The story of IHC is not unique. Fiscal sponsors that engage in money laundering and fraud are systemic. And these CEOs are not on Wall Street or in the boardrooms of large, publicly-traded corporations. This kind of corporate fraud occurs in small, tax-exempt nonprofits, often run by one or two individuals who have discovered an opening in the tax code that allows them to dupe unsuspecting start-up charities and fly under the radar of an over-complicated tax code.

While the Internal Revenue Service got into trouble for targeting Tea Party groups, many fiscal sponsors have wrongly obtained charitable status to engage in a dangerous pattern of abuse that destroys jobs and ruins charitable aims toward the public good.
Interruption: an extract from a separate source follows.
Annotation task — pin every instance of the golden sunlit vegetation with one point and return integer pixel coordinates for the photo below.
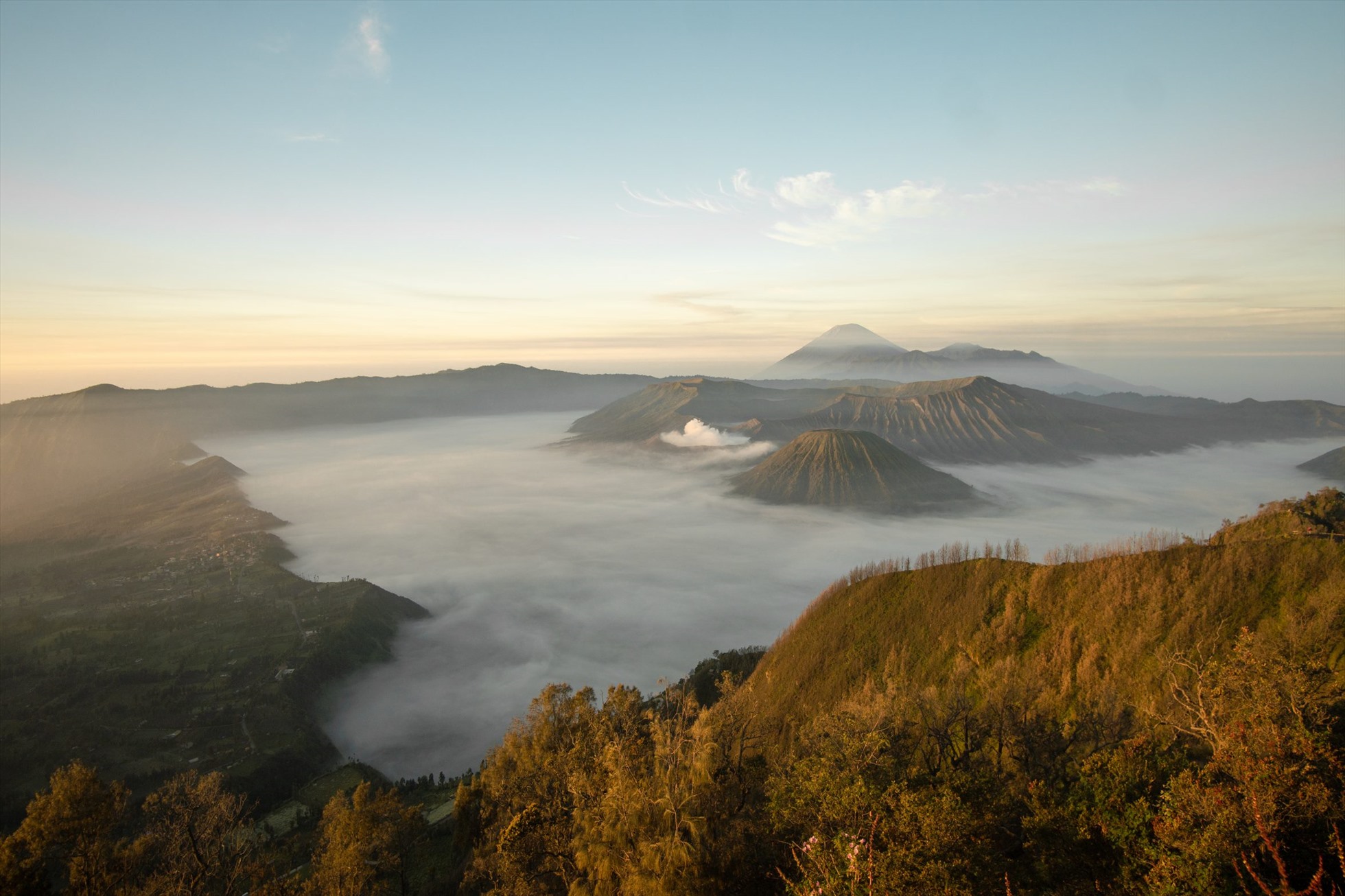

Sadly, despite evidence of fiscal sponsors having fabricated tax documents and bank statements or mismanaged federal grant money, fiscal sponsorship has been unmanaged, unchecked, and undefined by the IRS.

The importance of IRS oversight of fiscal sponsorship is not just in the interest of those charitable projects that rely on the practice for their support – but for the American taxpayers as well. IHC received economic stimulus funding from the U.S. Department of Energy – yet no shovel-ready jobs were created.

In fact, the IHC’s use of these funds was subject to a DOE Inspector General investigation, with a criminal and civil case pending against IHC as of April 2012. Proper IRS oversight over fiscal sponsorship would have averted whatever bureaucratic wisdom concluded that IHC merited tax dollars or that it would employ out-of-work Americans.

Moreover, fiscal sponsorship has been abused in ways that threaten American security interests. Many are familiar with the Freedom Flotilla, which was led by the pro-Hamas Free Gaza Movement; it resulted in the death of nine people. But few are aware that the Free Gaza Movement is fiscally sponsored by a Washington, D.C.-based tax-exempt nonprofit, the American Educational Trust. For the IRS, fundraising for terrorism abroad apparently does not raise the same red flags as does being a “patriot” or supporting the constitution.

The IRS must regulate fiscal sponsorship by clearly defining the parameters and standards of the practice. Fiscal sponsorship agreements should be treated as contracts that identify the fiscal sponsorship arrangement between sponsor and client, as well as provide evidence that the sponsoring organization will exercise discretion and control over its client. The IRS, through rulemaking, should require that any 501(c)(3) organization that engages in fiscal sponsorship file with its Form 990 copies of all of its written fiscal sponsorship arrangements. Additionally, the IRS should require that fiscal sponsors disclose in their 990s when the gross receipts of a sponsored project exceeds $50,000.

Cases like IHC and the Free Gaza Movement underscore the substantial lack of guidance regarding fiscal sponsorship. Those gaps in oversight have exposed hundreds of charities to abuse and allowed substantial sums of donations – including federal government grants – to be mismanaged by unaccountable sponsors.

The IRS’s failure to properly oversee tax-exempt groups puts all projects that find themselves under an incompetent or disreputable fiscal sponsor at risk of losing funding and shutting down.

Dan Epstein is executive director of Cause of Action, a nonprofit, nonpartisan group that promotes government accountability and transparency. The group has filed a request with the IRS to develop rules and standards for tax-exempt fiscal sponsors.